Before proceeding, which Linux distro are you using?
First, some definitions:
This is the oldest sound driver architecture. It is depreciated, although most kernels keep it around because very old sound cards will have OSS drivers.
This is the replacement for OSS. It is somewhat newer and supports newer cards. If you're playing sound locally on your workstation, and you're not using ESD or PulseAudio, then it's probably a direct connection to the card via ALSA.
This is a form of software mixer, called esound. The idea behind ESD is that sound is no longer tied to the hardware directly but to a network transport, which may or may not play locally. Sound is mixed and then sent to the appropriate destination to be played, where it is "dropped" into an OSS or ALSA driver for playback. There are some shortcomings with ESD and it is slowly being depreciated.
This is a separate project that will eventually replace ESD. It provides a single interface for network sound transport while being backwards-compatible with OSS, ALSA, and ESD. It separates sound inputs (called "sources", which are microphones or other network streams) from outputs (called "sinks", which are usually other clients or a hardware soundcard). Ubuntu has started using this and while it has rough edges, each release handles sound a bit better and the release (I think) is approaching its 1.0 quickly.
The main advantage with PulseAudio is that not only does it have backwards-compat with older software that wants ALSA or OSS, but it also provides a sound API that will remain consistent, while providing a network transport to thin clients or other remote sessions. There are some known shortcomings, especially with heavily-loaded systems or sound processing that requires real-time priority. These issues are being actively worked on.

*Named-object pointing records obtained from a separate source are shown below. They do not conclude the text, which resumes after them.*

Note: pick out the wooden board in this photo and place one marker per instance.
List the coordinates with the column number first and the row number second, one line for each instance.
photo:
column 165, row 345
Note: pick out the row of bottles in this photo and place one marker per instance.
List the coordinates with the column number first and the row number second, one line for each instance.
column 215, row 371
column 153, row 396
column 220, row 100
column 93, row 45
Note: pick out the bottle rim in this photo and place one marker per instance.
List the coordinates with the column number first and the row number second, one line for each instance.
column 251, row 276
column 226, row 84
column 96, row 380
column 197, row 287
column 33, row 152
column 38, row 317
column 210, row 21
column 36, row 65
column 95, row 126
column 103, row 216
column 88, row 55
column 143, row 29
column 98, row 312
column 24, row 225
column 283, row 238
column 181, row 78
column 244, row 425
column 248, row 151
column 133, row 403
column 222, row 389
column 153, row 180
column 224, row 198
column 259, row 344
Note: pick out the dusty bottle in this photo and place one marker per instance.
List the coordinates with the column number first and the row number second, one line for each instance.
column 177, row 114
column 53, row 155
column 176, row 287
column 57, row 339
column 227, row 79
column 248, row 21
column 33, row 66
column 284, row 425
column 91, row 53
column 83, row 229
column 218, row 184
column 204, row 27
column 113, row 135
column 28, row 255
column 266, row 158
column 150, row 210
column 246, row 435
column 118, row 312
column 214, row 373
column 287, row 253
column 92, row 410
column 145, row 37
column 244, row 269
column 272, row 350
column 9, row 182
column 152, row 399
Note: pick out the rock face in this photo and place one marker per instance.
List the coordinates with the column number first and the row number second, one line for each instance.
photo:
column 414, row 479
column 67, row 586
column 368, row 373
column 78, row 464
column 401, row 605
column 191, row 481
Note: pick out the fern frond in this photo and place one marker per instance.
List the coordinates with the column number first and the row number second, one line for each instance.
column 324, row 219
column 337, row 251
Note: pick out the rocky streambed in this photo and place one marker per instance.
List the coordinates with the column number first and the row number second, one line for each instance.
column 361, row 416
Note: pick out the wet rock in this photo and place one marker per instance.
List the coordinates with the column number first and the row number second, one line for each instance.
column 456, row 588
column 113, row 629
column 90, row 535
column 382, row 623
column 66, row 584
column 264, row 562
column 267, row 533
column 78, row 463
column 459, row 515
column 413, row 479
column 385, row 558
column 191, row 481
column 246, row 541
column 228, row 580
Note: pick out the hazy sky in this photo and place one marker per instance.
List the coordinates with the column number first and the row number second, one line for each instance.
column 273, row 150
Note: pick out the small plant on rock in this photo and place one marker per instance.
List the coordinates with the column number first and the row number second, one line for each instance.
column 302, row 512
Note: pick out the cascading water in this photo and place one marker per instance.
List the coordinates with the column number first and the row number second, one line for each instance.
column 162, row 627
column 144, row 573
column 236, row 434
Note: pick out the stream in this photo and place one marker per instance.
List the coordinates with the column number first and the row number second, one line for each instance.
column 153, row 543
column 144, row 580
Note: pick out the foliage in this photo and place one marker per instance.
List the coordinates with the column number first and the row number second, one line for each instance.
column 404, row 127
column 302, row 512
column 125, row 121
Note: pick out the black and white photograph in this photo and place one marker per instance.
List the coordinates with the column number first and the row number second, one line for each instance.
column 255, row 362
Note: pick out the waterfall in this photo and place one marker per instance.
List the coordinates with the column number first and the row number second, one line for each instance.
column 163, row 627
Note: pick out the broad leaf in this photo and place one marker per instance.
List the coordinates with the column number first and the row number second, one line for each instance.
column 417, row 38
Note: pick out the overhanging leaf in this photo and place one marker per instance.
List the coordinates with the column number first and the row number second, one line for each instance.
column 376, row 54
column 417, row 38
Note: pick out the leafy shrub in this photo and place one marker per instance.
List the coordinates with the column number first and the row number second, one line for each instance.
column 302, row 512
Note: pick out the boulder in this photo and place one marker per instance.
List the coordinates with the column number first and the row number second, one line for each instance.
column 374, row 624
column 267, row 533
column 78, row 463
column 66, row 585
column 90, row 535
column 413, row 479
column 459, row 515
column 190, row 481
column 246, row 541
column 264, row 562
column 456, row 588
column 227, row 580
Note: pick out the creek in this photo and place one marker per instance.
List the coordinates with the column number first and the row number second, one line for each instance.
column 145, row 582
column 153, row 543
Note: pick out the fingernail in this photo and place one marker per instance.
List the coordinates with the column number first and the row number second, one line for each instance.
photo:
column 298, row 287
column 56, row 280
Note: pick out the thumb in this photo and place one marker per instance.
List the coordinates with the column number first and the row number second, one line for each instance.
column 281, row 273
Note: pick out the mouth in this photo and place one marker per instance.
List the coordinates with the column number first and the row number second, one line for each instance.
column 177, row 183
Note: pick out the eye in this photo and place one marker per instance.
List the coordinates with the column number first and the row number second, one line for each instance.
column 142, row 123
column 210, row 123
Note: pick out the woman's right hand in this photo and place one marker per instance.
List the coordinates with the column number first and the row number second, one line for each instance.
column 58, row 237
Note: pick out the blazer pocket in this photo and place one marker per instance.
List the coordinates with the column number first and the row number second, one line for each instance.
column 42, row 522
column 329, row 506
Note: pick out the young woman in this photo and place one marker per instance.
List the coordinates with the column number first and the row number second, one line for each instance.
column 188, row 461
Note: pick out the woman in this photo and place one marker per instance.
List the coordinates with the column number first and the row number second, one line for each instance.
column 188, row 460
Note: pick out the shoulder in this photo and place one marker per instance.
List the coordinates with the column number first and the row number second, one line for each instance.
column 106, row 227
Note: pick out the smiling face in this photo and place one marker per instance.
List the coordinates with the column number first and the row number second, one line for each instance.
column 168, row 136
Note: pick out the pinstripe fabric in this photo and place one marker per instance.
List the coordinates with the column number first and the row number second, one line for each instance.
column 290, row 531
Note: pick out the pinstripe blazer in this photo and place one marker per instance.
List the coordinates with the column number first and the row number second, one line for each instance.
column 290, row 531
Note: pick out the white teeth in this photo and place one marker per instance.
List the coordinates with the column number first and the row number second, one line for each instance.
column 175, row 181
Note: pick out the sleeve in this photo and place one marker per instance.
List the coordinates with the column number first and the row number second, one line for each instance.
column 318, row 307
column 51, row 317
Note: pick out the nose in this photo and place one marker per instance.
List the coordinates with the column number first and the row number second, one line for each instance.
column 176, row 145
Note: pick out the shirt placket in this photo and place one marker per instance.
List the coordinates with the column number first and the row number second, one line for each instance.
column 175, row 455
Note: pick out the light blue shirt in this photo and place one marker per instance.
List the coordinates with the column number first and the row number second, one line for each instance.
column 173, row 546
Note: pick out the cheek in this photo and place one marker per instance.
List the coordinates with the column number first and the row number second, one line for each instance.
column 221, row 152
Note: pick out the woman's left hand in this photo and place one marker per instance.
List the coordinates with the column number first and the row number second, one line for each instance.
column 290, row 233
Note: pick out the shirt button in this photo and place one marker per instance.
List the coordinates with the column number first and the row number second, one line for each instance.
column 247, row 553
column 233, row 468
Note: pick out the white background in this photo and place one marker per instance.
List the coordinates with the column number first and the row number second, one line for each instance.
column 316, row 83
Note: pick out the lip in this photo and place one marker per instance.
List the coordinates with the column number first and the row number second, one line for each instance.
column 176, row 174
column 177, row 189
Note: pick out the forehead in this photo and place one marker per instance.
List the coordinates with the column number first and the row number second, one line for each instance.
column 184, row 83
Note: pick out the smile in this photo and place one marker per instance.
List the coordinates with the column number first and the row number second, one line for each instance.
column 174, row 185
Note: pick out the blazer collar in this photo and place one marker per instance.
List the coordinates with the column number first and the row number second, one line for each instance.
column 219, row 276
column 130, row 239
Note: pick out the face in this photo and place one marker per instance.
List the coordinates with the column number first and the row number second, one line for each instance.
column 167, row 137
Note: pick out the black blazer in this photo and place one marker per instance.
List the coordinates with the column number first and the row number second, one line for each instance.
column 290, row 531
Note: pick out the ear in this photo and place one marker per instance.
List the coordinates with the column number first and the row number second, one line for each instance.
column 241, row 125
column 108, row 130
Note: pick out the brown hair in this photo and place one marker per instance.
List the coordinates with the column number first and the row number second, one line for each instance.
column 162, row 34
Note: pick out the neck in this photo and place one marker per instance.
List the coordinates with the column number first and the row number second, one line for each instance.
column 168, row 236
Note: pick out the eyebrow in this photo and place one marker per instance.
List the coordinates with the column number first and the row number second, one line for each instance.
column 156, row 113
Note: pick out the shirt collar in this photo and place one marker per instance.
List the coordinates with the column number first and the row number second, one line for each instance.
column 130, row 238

For configuration, if you're running a Red Hat variant (Red Hat Linux, CentOS, Fedora) you can use the sndconfig
command to set up your sound, although I think this method is a bit old-in-the-tooth and will eventually be replaced. You will want to run this command as root, or use sudo, as it will make changes that are system-wide.
For Ubuntu installations, sound is typically auto-configured at installation. Starting with 8.04, the default sound is driven through PulseAudio.
For Debian installations, you will need to add the appropriate people to the appropriate groups to activate sound for them. That's right, using sound is a privilege on Debian systems (to prevent pranking by other users on a multiuser system) and you need to be a member of a group (I believe it's "sound", haven't had to do this in awhile), to get sound to work.
Other distros will have separate instructions for sound setup.